Nevada taxpayers paid a Colorado consultant $225,000 for a study that used questionable methods to determine an inflated conclusion; Nevada was short $1.3 billion for “adequate spending” in the 2003-2004 school year and a great deal more would be needed to become “adequate” in successive years.
Dr. Phelps completed an analysis of the study for NPRI titled “Thoroughly Inadequate: The ‘School Funding Adequacy’ Evasion,” which is available at www.npri.org. Dr. Phelps wrote, “Does their adequacy study or, for that matter, could any adequacy study, really provide ‘a definitive answer’ to Nevada’s education funding needs? What about productivity? Adequacy refers to inputs, but what about outputs? Do adequacy studies consider productivity, and if they do not, are adequacy studies themselves adequate?”
The adequacy study was intended purely for political use as a false pretext to increase funding of public education while avoiding any systemic changes or accountability. Knowing full well Nevada could never afford such an extravagant sum, the study was intended to serve a twofold purpose: First, leverage as much as possible out of the system without relinquishing any control; Second, still be in a position to blame failures on a lack of money since the maximum funding amounts would never be reached.
Hats off to the cleverness of this Machiavellian plan and manipulation.
So what went wrong? Reality. The study’s hypothetical schools are to be paid for with “real” money, not hypothetical dollars. Rather than being a “roadmap” as the cheerleaders from the “mo money” crowd chanted and repeated, it turned out to be an educational bridge to nowhere based on false assumptions. If we aren’t lost already, we definitely will be if the adequacy study is used to chart a course.
The effectiveness and depth to which the NPRI criticisms cut was demonstrated by the reactions. Before Dr. Phelps could even touch on a few key points during the testimony, Assembly Speaker Buckley interrupted him in an attempt to get him off track. She only backed off when it was explained we were invited to testify and should be given the same consideration as the adequacy study consultants.
The questioning after our presentation turned into a grilling to distract attention from the flaws and issues of the study. Suddenly it was demanded in yes-or-no terms whether we need more funding for education. I answered that it was a question of allocation. I was charged again, as if on trial, to only answer “yes” or “no,” which is blatantly ridiculous.

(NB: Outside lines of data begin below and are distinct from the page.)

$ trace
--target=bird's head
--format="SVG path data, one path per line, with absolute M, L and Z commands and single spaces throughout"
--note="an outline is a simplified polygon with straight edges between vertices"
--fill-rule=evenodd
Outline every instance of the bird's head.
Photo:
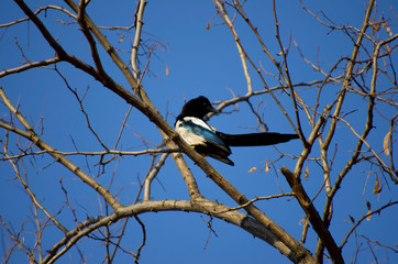
M 215 112 L 218 113 L 219 110 L 214 109 L 209 99 L 207 99 L 203 96 L 200 96 L 198 98 L 189 100 L 185 106 L 183 107 L 181 114 L 184 117 L 195 117 L 203 119 L 206 114 L 209 112 Z

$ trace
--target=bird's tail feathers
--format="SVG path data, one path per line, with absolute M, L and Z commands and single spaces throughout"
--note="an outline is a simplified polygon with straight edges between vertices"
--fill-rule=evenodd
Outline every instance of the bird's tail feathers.
M 248 134 L 225 134 L 222 132 L 217 132 L 217 134 L 229 146 L 274 145 L 299 139 L 297 134 L 280 134 L 274 132 Z

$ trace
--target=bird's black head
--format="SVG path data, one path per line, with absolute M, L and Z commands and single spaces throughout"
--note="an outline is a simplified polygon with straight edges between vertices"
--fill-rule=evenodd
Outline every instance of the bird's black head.
M 189 100 L 184 105 L 180 117 L 195 117 L 203 119 L 203 117 L 209 112 L 219 112 L 214 109 L 209 99 L 203 96 Z

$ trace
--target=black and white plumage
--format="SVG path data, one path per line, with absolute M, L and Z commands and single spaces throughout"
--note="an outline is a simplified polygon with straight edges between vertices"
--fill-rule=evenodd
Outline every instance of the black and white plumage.
M 211 106 L 208 98 L 200 96 L 188 101 L 177 117 L 176 132 L 201 155 L 211 156 L 231 166 L 234 163 L 228 158 L 232 153 L 230 146 L 274 145 L 299 138 L 297 134 L 270 132 L 225 134 L 204 122 L 203 118 L 209 112 L 219 111 Z

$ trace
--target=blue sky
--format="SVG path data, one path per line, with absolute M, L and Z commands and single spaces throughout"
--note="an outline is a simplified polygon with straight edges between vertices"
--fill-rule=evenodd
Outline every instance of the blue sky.
M 34 9 L 48 4 L 46 1 L 30 2 L 29 6 Z M 52 3 L 65 6 L 63 2 Z M 316 1 L 306 2 L 314 13 L 323 10 L 329 19 L 335 21 L 340 25 L 352 24 L 360 28 L 364 15 L 363 1 Z M 0 23 L 23 18 L 15 3 L 8 1 L 0 4 Z M 252 23 L 258 28 L 259 34 L 263 36 L 268 48 L 273 54 L 279 53 L 275 41 L 274 18 L 272 15 L 270 1 L 247 1 L 244 6 Z M 390 13 L 390 7 L 397 11 L 397 4 L 394 1 L 379 1 L 377 9 L 385 10 L 385 15 L 394 18 Z M 281 40 L 285 44 L 292 37 L 300 46 L 301 52 L 311 61 L 319 61 L 320 65 L 327 69 L 330 68 L 340 57 L 350 56 L 352 52 L 352 42 L 342 32 L 330 32 L 319 24 L 314 18 L 310 16 L 301 9 L 297 1 L 277 1 L 278 20 L 280 22 Z M 124 25 L 129 26 L 133 23 L 133 13 L 135 11 L 134 1 L 115 1 L 112 4 L 109 1 L 92 1 L 87 10 L 92 20 L 98 25 Z M 233 42 L 230 31 L 226 26 L 220 24 L 219 18 L 213 18 L 215 9 L 212 1 L 148 1 L 144 13 L 144 28 L 142 38 L 145 45 L 155 44 L 154 53 L 151 57 L 148 73 L 143 80 L 143 85 L 161 113 L 167 118 L 173 124 L 175 117 L 179 113 L 185 99 L 191 99 L 199 95 L 209 97 L 211 101 L 220 101 L 231 99 L 233 91 L 236 96 L 243 96 L 246 92 L 246 79 L 244 78 L 241 61 Z M 66 47 L 66 51 L 76 56 L 91 63 L 89 50 L 84 36 L 76 30 L 76 25 L 64 25 L 55 22 L 59 18 L 59 12 L 48 11 L 46 18 L 40 16 L 54 36 L 59 37 L 59 43 Z M 64 22 L 70 22 L 70 19 L 62 16 Z M 207 24 L 211 20 L 211 26 L 207 30 Z M 54 23 L 55 22 L 55 23 Z M 397 24 L 397 23 L 395 23 Z M 242 23 L 236 24 L 236 31 L 240 34 L 243 45 L 247 48 L 255 63 L 261 62 L 264 68 L 269 73 L 277 74 L 262 52 L 253 34 Z M 393 28 L 396 32 L 397 28 Z M 130 54 L 123 51 L 130 51 L 134 31 L 122 32 L 123 42 L 119 43 L 120 32 L 103 31 L 107 37 L 120 52 L 123 59 L 128 63 Z M 16 37 L 16 38 L 15 38 Z M 43 37 L 37 34 L 37 30 L 33 23 L 21 23 L 13 28 L 0 29 L 0 67 L 16 67 L 24 62 L 20 54 L 20 50 L 15 45 L 14 40 L 23 48 L 25 55 L 31 61 L 42 61 L 51 58 L 54 52 L 48 48 Z M 128 87 L 123 76 L 118 68 L 112 65 L 106 53 L 101 50 L 103 65 L 106 70 L 121 85 Z M 395 56 L 396 57 L 396 56 Z M 299 56 L 297 50 L 291 44 L 289 52 L 289 68 L 294 82 L 310 81 L 322 78 L 311 69 Z M 141 57 L 141 67 L 146 64 L 146 58 Z M 60 64 L 58 69 L 68 79 L 68 84 L 76 88 L 79 95 L 88 88 L 87 97 L 84 101 L 86 111 L 90 114 L 91 125 L 106 144 L 112 146 L 117 140 L 120 125 L 124 119 L 124 114 L 129 109 L 123 100 L 96 82 L 92 78 L 82 75 L 69 65 Z M 166 74 L 167 73 L 167 74 Z M 263 85 L 256 78 L 254 70 L 250 70 L 255 90 L 262 90 Z M 277 85 L 277 81 L 269 77 L 267 79 L 269 86 Z M 43 117 L 44 133 L 43 140 L 62 151 L 74 151 L 76 144 L 80 151 L 99 151 L 101 150 L 98 142 L 93 139 L 87 129 L 85 117 L 79 110 L 79 106 L 73 94 L 66 88 L 65 82 L 54 70 L 35 69 L 24 74 L 8 76 L 0 79 L 0 86 L 3 87 L 11 101 L 20 105 L 20 111 L 35 127 L 41 128 L 41 119 Z M 334 96 L 340 87 L 331 86 L 325 91 Z M 309 100 L 314 98 L 316 89 L 306 89 L 301 91 Z M 261 111 L 264 112 L 264 121 L 269 131 L 291 133 L 292 128 L 278 109 L 276 103 L 268 95 L 252 99 L 254 106 L 259 101 Z M 288 103 L 288 99 L 280 96 L 283 103 Z M 325 101 L 324 103 L 329 103 Z M 360 97 L 353 97 L 350 100 L 351 106 L 361 105 Z M 233 110 L 233 107 L 225 111 Z M 387 111 L 383 109 L 382 111 Z M 292 114 L 292 108 L 288 108 Z M 1 105 L 1 118 L 8 118 L 9 112 Z M 305 118 L 305 116 L 302 116 Z M 356 120 L 355 125 L 361 128 L 360 121 L 363 116 L 354 113 L 352 120 Z M 303 123 L 307 121 L 303 119 Z M 377 123 L 377 133 L 375 136 L 383 139 L 387 128 L 386 122 L 375 121 Z M 240 103 L 240 111 L 231 114 L 221 114 L 213 117 L 210 123 L 221 131 L 230 133 L 253 132 L 256 119 L 250 113 L 247 105 Z M 339 128 L 346 130 L 346 128 Z M 305 127 L 305 134 L 310 132 L 309 127 Z M 0 135 L 3 138 L 3 130 Z M 135 136 L 140 134 L 154 144 L 162 141 L 161 134 L 153 123 L 143 118 L 143 114 L 133 110 L 128 120 L 128 125 L 122 136 L 120 150 L 139 151 L 145 148 L 142 141 Z M 12 142 L 16 141 L 11 135 Z M 344 150 L 338 156 L 338 162 L 344 165 L 344 158 L 353 144 L 353 138 L 339 138 L 339 150 Z M 151 147 L 153 147 L 151 145 Z M 289 152 L 298 155 L 302 148 L 299 141 L 290 142 L 278 146 L 283 152 Z M 318 154 L 314 150 L 313 156 Z M 252 167 L 262 168 L 266 161 L 275 161 L 279 157 L 279 153 L 274 147 L 242 147 L 234 148 L 231 158 L 235 162 L 234 167 L 218 163 L 209 162 L 228 179 L 235 185 L 248 198 L 256 196 L 268 196 L 279 194 L 280 189 L 288 193 L 289 187 L 280 174 L 276 174 L 274 168 L 268 173 L 251 173 L 247 170 Z M 70 157 L 76 164 L 86 169 L 89 175 L 96 176 L 98 167 L 93 166 L 98 162 L 98 157 L 88 157 L 84 160 L 79 156 Z M 187 158 L 188 160 L 188 158 Z M 98 216 L 103 211 L 102 202 L 99 202 L 97 195 L 87 186 L 81 185 L 76 176 L 70 175 L 59 165 L 52 164 L 48 156 L 38 156 L 33 162 L 25 162 L 29 172 L 29 180 L 32 189 L 37 191 L 40 200 L 55 213 L 64 206 L 64 194 L 59 186 L 59 178 L 63 179 L 68 195 L 71 198 L 74 207 L 78 208 L 78 220 L 84 221 L 87 216 Z M 88 167 L 87 164 L 90 164 Z M 112 174 L 114 179 L 112 191 L 122 189 L 119 198 L 124 205 L 131 204 L 137 191 L 139 185 L 148 165 L 151 158 L 147 156 L 124 156 L 118 163 L 112 163 L 106 168 L 106 173 L 99 176 L 99 180 L 107 186 Z M 221 190 L 197 168 L 192 162 L 188 161 L 192 173 L 198 180 L 199 187 L 203 195 L 209 199 L 217 199 L 229 206 L 235 206 L 231 198 L 222 194 Z M 278 166 L 294 166 L 294 162 L 284 158 Z M 338 165 L 339 166 L 339 165 Z M 341 165 L 342 166 L 342 165 Z M 277 169 L 278 167 L 276 167 Z M 336 170 L 340 167 L 336 167 Z M 343 240 L 344 234 L 350 230 L 351 224 L 349 213 L 355 219 L 366 213 L 365 199 L 369 200 L 374 208 L 384 205 L 388 200 L 396 200 L 395 186 L 385 186 L 385 190 L 379 196 L 372 194 L 372 187 L 366 186 L 367 167 L 358 167 L 343 185 L 341 194 L 335 198 L 335 215 L 331 226 L 331 231 L 335 235 L 338 244 Z M 11 222 L 14 229 L 19 229 L 26 217 L 32 216 L 32 209 L 29 204 L 29 197 L 24 194 L 23 188 L 13 178 L 13 172 L 9 163 L 0 163 L 1 183 L 0 183 L 0 200 L 3 220 Z M 321 172 L 319 167 L 311 167 L 311 177 L 305 183 L 309 195 L 314 196 L 321 184 L 319 180 Z M 371 185 L 371 184 L 368 184 Z M 322 196 L 323 195 L 323 196 Z M 316 200 L 318 210 L 323 210 L 324 193 Z M 175 164 L 169 158 L 153 184 L 153 199 L 189 199 L 185 183 L 178 174 Z M 11 202 L 12 201 L 12 202 Z M 100 206 L 101 205 L 101 206 Z M 259 201 L 261 207 L 270 218 L 273 218 L 280 227 L 289 231 L 296 239 L 300 239 L 301 229 L 300 220 L 305 216 L 295 200 L 281 198 L 278 200 Z M 19 208 L 15 210 L 15 208 Z M 60 215 L 65 218 L 68 228 L 74 227 L 73 218 L 66 210 Z M 357 232 L 365 232 L 371 237 L 379 239 L 382 243 L 397 243 L 398 231 L 395 228 L 397 219 L 397 210 L 395 208 L 387 209 L 380 216 L 373 216 L 372 221 L 364 222 Z M 217 232 L 210 235 L 207 243 L 209 229 L 204 221 L 209 221 L 209 217 L 198 213 L 186 212 L 158 212 L 146 213 L 141 216 L 142 221 L 146 226 L 147 241 L 142 252 L 140 263 L 287 263 L 287 258 L 279 254 L 275 249 L 265 244 L 263 241 L 253 238 L 239 228 L 224 223 L 214 219 L 212 228 Z M 124 238 L 124 245 L 131 245 L 135 249 L 141 243 L 141 228 L 130 220 L 131 229 Z M 33 231 L 32 222 L 26 223 L 26 229 Z M 1 231 L 3 232 L 3 231 Z M 2 234 L 0 232 L 0 234 Z M 45 233 L 45 246 L 49 248 L 59 240 L 59 233 Z M 316 234 L 310 231 L 308 242 L 305 244 L 310 250 L 314 250 Z M 32 235 L 26 235 L 26 241 L 32 241 Z M 349 245 L 344 249 L 343 254 L 350 260 L 356 246 L 354 238 L 350 240 Z M 7 248 L 7 240 L 0 246 L 0 254 Z M 87 255 L 88 263 L 99 263 L 102 258 L 103 251 L 100 250 L 99 243 L 89 243 L 84 240 L 79 244 L 80 250 Z M 365 248 L 365 246 L 364 246 Z M 378 251 L 380 263 L 396 263 L 397 256 L 387 252 L 383 248 L 375 249 Z M 101 253 L 97 253 L 101 252 Z M 358 263 L 372 263 L 369 251 L 364 250 L 360 254 Z M 115 263 L 123 263 L 131 258 L 121 254 Z M 24 261 L 21 254 L 15 257 L 15 263 Z M 59 263 L 75 263 L 78 261 L 76 250 L 70 251 Z M 189 261 L 187 261 L 189 260 Z M 349 262 L 349 261 L 347 261 Z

As if rude interruptions and prosecutorial tactics weren’t enough, Sen. Titus weighed in and was not happy. She demanded ideas that do not include funding increases. It’s a fair enough question on the surface, but it’s also a clever “damned if you do and damned if you don’t” setup that not all viewing were aware. If you answer her question, you can be accused and chastised by the chair for talking off topic, and if you don’t, they will say you can only criticize and don’t have any solutions to offer.

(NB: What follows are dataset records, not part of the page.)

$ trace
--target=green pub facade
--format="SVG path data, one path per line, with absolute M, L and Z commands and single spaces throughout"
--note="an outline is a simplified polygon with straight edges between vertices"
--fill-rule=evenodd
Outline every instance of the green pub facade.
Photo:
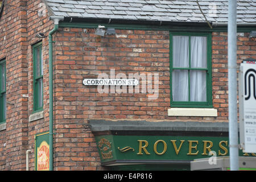
M 228 156 L 228 1 L 199 2 L 207 21 L 195 0 L 0 1 L 0 170 Z M 237 65 L 255 5 L 237 1 Z

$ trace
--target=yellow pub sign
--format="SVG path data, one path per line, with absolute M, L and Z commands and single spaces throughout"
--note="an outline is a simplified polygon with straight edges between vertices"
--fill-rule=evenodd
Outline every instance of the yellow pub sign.
M 228 156 L 228 137 L 189 136 L 96 136 L 102 163 L 115 160 L 193 160 L 196 159 Z M 240 156 L 255 156 L 243 153 Z

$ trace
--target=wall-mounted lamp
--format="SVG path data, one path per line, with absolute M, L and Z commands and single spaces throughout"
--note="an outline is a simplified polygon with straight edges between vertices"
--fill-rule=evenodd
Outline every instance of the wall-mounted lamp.
M 115 30 L 114 28 L 108 28 L 106 31 L 106 35 L 115 35 Z
M 250 33 L 249 38 L 256 38 L 256 31 L 251 31 Z
M 105 35 L 105 26 L 98 25 L 98 27 L 95 31 L 95 35 L 104 36 Z
M 36 34 L 36 36 L 35 36 L 35 37 L 36 37 L 36 38 L 38 38 L 42 39 L 42 38 L 46 38 L 46 36 L 44 35 L 44 34 L 43 34 L 43 33 L 39 33 L 39 34 Z

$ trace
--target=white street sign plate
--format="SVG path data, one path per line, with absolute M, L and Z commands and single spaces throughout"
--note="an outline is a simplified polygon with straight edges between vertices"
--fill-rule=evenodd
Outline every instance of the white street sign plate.
M 256 64 L 241 63 L 239 74 L 240 144 L 243 152 L 256 152 Z

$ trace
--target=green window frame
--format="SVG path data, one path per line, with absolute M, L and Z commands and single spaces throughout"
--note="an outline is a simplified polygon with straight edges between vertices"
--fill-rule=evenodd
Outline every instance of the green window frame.
M 174 63 L 173 52 L 173 37 L 174 36 L 188 36 L 188 64 L 187 67 L 175 67 Z M 192 36 L 204 36 L 207 38 L 207 62 L 206 68 L 192 68 L 191 67 L 191 38 Z M 171 89 L 171 107 L 199 107 L 199 108 L 212 108 L 212 34 L 210 32 L 170 32 L 170 89 Z M 172 73 L 175 70 L 187 71 L 188 82 L 188 99 L 186 101 L 174 101 L 173 98 L 173 85 L 172 85 Z M 191 89 L 191 72 L 192 71 L 206 72 L 206 101 L 192 101 L 190 98 Z
M 0 123 L 6 121 L 6 67 L 5 60 L 0 61 Z
M 43 72 L 42 43 L 33 46 L 34 65 L 34 111 L 43 110 Z

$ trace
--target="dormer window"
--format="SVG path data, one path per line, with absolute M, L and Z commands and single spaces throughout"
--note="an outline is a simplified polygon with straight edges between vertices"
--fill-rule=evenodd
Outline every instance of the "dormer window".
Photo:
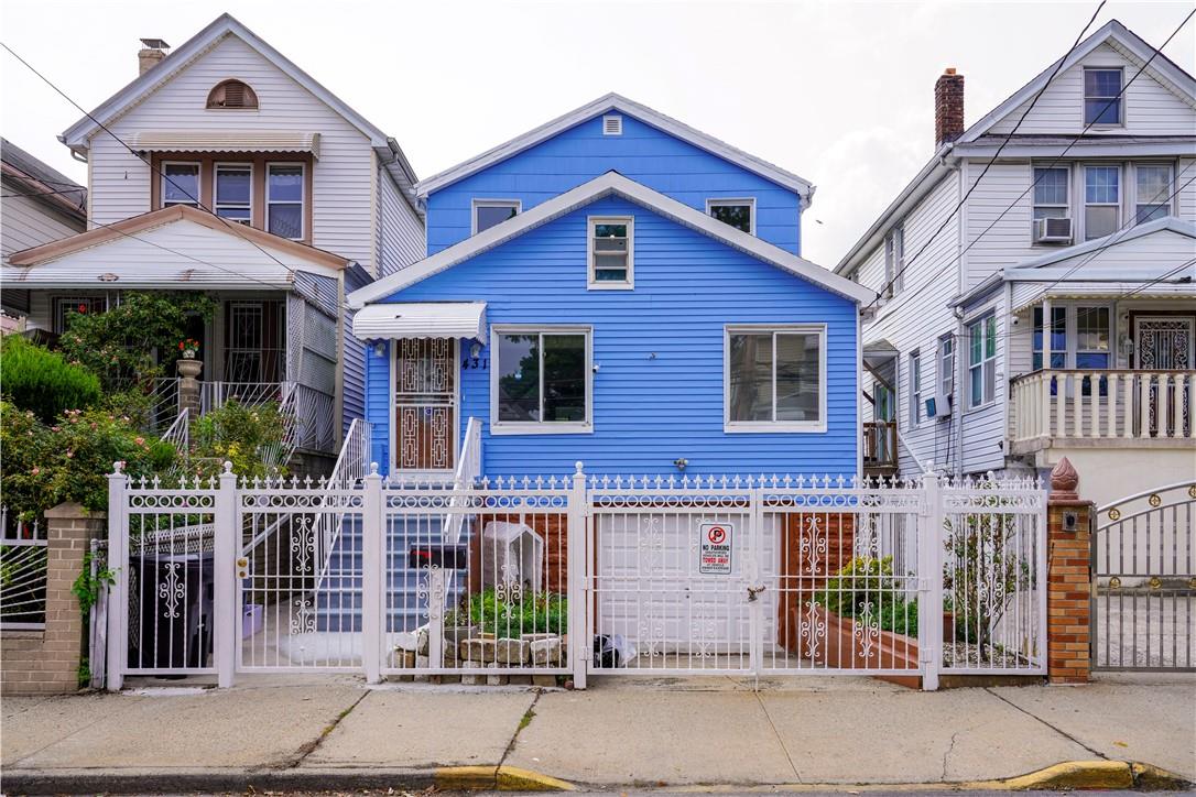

There are definite solutions, and they involve doing what is best for the students rather than the system. When students are the priority, the necessity for empowerment, decentralization and school choice is clear. Those who advocate otherwise will be seeing a lot more red during the 2007 session as the debates heat up and the expensive distractions such as All-Day K and the adequacy study melt away.